A recent study published in the medical journal Pediatrics revealed that certain complications during childbirth may put children at an increased risk of developing autism.
The study was the first of its kind in regards to autism. Researchers from Harvard and Brown analyzed the data from 64 previous studies relating to perinatal (birth) and neonatal (post-birth) risk factors for the disorder.
The data from the previous studies ranged from factors such as low birth weight and apgar scores, prolonged, induced and early labor, cesarean and breech births, even the time of year the child was born. Other variables such as forceps delivery, jaundice and discolored amniotic fluid were also examined.
The recent study concluded that, of all the factors that were studied in the past, there are several events that can be associated with an increased risk of autism.
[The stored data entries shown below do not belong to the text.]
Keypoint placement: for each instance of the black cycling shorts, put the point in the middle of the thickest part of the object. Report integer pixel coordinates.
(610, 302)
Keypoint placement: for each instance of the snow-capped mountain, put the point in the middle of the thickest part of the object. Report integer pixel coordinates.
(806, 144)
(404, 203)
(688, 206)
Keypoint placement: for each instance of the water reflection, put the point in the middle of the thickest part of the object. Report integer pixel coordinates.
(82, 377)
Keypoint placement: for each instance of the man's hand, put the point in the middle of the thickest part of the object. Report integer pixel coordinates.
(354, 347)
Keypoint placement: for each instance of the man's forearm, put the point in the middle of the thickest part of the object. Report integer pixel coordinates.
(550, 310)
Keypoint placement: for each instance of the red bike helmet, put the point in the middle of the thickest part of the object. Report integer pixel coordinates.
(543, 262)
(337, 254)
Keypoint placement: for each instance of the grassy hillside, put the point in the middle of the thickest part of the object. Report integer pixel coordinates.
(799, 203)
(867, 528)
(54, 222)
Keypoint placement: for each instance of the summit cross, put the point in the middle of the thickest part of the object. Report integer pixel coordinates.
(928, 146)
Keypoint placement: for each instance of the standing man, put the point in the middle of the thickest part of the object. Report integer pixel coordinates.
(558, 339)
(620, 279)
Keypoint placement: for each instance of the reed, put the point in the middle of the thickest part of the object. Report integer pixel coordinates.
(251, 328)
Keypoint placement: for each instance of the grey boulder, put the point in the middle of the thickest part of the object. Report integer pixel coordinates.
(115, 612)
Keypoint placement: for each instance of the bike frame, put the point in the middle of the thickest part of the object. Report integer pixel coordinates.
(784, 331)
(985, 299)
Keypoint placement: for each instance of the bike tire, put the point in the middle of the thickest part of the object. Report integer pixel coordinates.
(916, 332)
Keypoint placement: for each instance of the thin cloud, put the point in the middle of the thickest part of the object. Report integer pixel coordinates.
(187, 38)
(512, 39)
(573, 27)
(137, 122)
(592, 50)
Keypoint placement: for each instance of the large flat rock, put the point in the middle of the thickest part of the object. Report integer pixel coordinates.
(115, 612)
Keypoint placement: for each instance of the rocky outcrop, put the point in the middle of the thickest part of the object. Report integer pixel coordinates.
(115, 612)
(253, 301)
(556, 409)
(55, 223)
They include: having the umbilical cord around baby’s neck, meconium entering the lungs, abnormal fetal presentation or breech delivery, fetal respiratory distress, birth injury or trauma, low 5-minute APGAR score, newborn seizures, low birth weight, multiple births, low blood iron and being born in the summer.
What captured the researchers attention was that many of these risk factors involve decreased blood flow to the brain. Also known as Hypoxia, the disruption of oxygen to the brain can lead to increased dopamine levels. Elevated levels are typically found in those who have been diagnosed with autism.
One theory is, that when combined with a genetic predisposition, oxygen deprivation to the brain can have a detrimental effect on development. The findings are significant to not only autism but other genetic mental disorders such as schizophrenia, attention deficit and obsessive-compulsive disorders.
Also of significance, researchers found that babies born in the months of March and August had an elevated occurrence of autism in 6 out of 12 studies. Of the seasons, summer births had an higher incidence. Reasons for the relationship are unclear, however researchers thought this could be from variation in viral or other infections, nutritional factors or vitamin deficiencies.
While the study doesn’t determine if a child will develop autism, it does provide insight into the disorder. Parents and doctors of at risk children can look out for early signs of the disease and take action sooner if symptoms arise.